You know how you only see things in beginnings and endings?

Her blank look from across the table says clearly she doesn’t comprehend; but at age eight or so, what can she know of starts, finishes, and long dry spells in between? How, at first, when fantasy meets reality, you think, “I could stare at this person or this scenery for hours, never grow weary, never look away;" but after awhile, it becomes, “Ho hum, another day in paradise.” The awesome view or person is still there, grown none diminished through time, waiting to be rediscovered when cut-off’s been declared—when you know your days are numbered, and you’d better breathe it in while able, certain you’ll kick yourself for years, that you’ll never again live anywhere—or with anyone—better; but certain, also, the beauty’s become wasted on you.
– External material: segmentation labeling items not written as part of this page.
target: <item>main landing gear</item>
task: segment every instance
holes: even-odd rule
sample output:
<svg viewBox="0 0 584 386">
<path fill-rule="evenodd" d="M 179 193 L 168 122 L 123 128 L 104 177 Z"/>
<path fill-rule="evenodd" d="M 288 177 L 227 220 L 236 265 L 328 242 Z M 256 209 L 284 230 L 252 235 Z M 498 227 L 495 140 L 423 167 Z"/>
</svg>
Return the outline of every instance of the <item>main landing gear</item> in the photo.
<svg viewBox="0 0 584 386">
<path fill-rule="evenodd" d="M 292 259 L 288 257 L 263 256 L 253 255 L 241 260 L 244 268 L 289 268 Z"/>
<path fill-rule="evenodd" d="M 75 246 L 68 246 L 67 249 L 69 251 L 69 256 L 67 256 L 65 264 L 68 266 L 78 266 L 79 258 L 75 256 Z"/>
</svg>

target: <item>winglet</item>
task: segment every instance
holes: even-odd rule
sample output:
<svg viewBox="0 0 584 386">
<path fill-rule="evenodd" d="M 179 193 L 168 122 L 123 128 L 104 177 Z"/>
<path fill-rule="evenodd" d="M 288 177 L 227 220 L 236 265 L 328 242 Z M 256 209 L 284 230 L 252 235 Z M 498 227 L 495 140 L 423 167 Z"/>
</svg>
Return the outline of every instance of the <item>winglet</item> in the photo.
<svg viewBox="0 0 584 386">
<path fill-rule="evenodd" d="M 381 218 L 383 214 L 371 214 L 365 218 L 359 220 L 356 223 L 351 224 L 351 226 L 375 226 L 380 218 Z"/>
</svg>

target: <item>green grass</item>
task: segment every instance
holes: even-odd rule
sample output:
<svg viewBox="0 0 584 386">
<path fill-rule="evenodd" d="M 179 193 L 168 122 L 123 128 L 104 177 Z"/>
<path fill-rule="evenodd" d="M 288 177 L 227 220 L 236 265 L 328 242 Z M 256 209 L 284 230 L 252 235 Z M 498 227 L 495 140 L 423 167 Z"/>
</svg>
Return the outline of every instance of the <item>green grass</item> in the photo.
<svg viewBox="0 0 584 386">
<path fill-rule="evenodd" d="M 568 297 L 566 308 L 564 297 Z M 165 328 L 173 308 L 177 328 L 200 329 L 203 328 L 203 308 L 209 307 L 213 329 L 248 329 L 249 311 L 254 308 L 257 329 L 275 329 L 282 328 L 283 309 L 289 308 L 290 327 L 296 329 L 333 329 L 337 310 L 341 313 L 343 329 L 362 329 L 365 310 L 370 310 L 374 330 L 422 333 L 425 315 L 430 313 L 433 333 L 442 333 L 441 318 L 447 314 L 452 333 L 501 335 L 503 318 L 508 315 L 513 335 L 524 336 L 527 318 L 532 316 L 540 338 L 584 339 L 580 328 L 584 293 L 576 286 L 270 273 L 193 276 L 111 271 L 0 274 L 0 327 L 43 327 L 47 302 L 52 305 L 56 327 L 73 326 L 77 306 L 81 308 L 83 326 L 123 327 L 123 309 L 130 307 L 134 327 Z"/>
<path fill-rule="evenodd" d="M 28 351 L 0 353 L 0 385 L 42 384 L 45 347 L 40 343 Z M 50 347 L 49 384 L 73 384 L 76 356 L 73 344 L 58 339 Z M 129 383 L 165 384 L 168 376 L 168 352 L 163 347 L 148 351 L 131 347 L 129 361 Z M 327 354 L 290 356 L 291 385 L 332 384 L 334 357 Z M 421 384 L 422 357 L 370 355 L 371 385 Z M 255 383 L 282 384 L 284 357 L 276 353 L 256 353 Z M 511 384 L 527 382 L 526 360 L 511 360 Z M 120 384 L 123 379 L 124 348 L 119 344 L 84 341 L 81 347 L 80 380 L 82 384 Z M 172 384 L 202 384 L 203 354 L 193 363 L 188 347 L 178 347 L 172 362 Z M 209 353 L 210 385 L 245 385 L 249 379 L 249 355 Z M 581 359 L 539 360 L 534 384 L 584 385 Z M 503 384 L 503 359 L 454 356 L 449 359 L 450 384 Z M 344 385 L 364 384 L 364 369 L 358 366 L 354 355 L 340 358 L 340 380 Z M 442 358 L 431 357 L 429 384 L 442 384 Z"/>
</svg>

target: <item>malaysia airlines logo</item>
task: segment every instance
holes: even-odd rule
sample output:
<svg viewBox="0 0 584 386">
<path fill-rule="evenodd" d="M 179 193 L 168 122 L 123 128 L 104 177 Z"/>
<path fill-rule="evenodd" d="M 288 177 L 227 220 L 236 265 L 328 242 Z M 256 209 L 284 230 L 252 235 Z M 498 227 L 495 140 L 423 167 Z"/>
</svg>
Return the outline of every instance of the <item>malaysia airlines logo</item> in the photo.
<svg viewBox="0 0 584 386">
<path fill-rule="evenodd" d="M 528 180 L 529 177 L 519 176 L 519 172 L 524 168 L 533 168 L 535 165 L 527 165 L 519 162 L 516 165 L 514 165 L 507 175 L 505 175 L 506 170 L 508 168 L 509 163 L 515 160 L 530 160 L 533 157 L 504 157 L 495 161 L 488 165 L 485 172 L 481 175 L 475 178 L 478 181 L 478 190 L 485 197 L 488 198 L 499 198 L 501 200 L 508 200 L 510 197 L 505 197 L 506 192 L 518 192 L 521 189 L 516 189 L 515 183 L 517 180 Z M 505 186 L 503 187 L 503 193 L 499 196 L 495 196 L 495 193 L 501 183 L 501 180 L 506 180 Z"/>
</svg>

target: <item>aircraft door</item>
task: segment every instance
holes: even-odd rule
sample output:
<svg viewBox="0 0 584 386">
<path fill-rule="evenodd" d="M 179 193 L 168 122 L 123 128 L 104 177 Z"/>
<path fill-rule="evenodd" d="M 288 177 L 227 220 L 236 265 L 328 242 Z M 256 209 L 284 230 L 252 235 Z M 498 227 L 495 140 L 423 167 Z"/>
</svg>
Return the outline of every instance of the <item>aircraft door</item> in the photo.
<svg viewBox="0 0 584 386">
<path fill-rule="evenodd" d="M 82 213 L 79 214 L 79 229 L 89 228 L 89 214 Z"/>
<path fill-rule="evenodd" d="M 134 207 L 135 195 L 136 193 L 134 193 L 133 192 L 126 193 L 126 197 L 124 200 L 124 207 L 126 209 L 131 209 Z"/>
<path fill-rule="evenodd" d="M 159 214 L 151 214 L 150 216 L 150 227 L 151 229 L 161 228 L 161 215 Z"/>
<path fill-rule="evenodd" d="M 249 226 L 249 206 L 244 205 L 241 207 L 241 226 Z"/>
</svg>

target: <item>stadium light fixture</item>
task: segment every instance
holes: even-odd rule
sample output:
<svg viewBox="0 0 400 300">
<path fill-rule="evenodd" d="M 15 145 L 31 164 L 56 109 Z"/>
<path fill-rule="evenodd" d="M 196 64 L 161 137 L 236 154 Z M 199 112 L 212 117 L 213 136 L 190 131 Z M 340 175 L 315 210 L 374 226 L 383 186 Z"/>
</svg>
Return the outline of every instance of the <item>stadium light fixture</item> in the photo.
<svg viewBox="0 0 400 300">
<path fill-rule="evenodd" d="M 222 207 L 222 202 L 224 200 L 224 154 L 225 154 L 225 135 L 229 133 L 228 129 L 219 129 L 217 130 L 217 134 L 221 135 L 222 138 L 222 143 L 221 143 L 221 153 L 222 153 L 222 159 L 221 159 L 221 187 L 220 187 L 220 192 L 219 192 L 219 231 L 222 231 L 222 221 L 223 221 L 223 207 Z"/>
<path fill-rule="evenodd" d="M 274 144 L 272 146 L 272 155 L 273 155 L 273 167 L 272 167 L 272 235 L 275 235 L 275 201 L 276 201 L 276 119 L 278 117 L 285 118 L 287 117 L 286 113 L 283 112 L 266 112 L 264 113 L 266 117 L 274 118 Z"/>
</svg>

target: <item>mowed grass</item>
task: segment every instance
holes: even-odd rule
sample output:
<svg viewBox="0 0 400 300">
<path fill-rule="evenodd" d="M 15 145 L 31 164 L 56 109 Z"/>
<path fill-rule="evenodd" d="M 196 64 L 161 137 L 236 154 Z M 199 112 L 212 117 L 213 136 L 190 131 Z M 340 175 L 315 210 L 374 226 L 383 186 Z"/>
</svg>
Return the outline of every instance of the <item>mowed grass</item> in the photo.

You no longer have capacity to see it truly day-by-day. The only way to get it back is to let it go away, become forever a beloved memory. “Ah, yes. Once upon a time, I lived in Paradise.” What can she, in that eight-year-old cinnamon skin, have experienced to teach her of the value in having loved and Paradise lost?

You remember the first time you went to the lake?” Again, her blank stare. Perhaps she’s yet to go. “Well, it’s . . . a body of water,” I say.

My mommy and daddy took me to Europe,” she says, “to the water. They had pigs.

I try to picture pigs, living oceanside, not a concept familiar to me; end up thinking how this itty-bitty girl can ski. Her athletic mother takes her down those slippery slopes, something I would never attempt. She has her world, and I live mine. Hers consists of Europe, pigs at sea, skimming down snow atop a ski. Mine, of always having to walk away, or lose all I can retain: a cherished memory.

Open the box,” she says, pushing it toward me. I pull out the largest lizard I’ve ever seen, placing him cat-like on my lap, his long, thick dragon tail curled round, tip over-lapping.

Wow. He’s amazing.

You keep him,” says she, “you have the right rug.” Turns out she doesn’t. Apparently, he needs to live on a carpet of certain colors, with patches of golden-brown and off-white. The rug where she resides is much different.

Thank you,” I say, wondering how to care for the critter. I guess we’ll figure out, he and I together, what makes his palate hunger, when to lumber, when to sun, which days he’ll have to number to treasure ‘til he’s done.

***

It’s time to take out into the world what we’ve gained by living here, my lizard and I, where also resides the pile carpet with patches of golden-brown and off-white; time to scatter pollen from our castle-in-sky, our Corral de Tierra, land’s circle, closing in, which has cradled, rocked in comfort, rounded up small seeds of truth, has unearthed once again, deep buried treasures from my youth.

***

When Texas Street key passed from your hand to me, sorrowful tide swept through. Was it mine, or was’t from you? I had sensed I would love you but would suffer years of pain for having then to leave you to allow love to remain.